É muito comum as pessoas chegarem ao pé de mim em sofrimento, porque estão a começar algo de novo e são apontados e desencorajados, por todos os seus familiares e amigos como se fosse algo de errado, piora se tem alguma vulnerabilidade, e Por isso muitas vezes, nem se atrevem a começar!

Esta é uma realidade que devemos começar precisamos re-desenhar, Aprender a olhar para o sucesso dos outros com amor, olhar para as investidas dos outros com vontade que eles consigam. No caso particular desta deputada encontrar soluções para que se expresse ao invés de a mandar calar.

A Joacine ao candidatar-se, é um exemplo para todos os jovens e crianças que tem gaguez ou outra limitação, mostrando-lhes que podem ir em frente.
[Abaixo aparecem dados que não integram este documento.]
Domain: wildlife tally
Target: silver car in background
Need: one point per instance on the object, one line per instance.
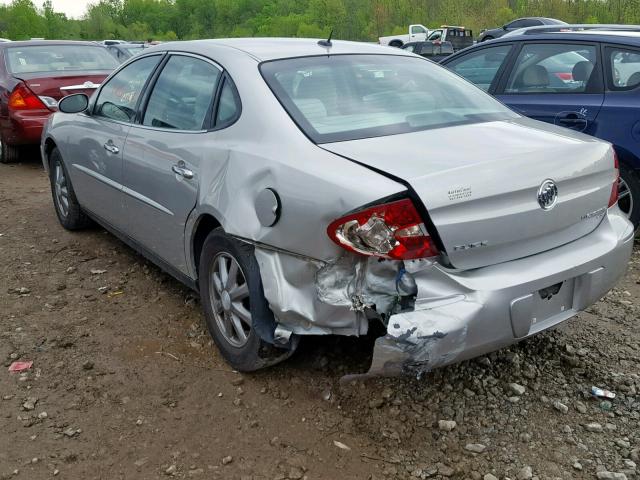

Devem abrir-se ao mundo, podem levantar a voz, podem ser escutados.

A Joacine dentro da grande capacidade que mostra ter, tem apenas que avaliar se a gaguez e o preconceito se está a sobrepor à mensagem que quer passar e talvez encontrar uma forma diferente de comunicar, assumir um porta voz , assumir um discurso mecânico. Tal como fez Stephen Hawking, a partir de uma certa altura não era possível escutar o som da sua voz, mas era fundamental escutar e conhecer a sua visão e conhecimento.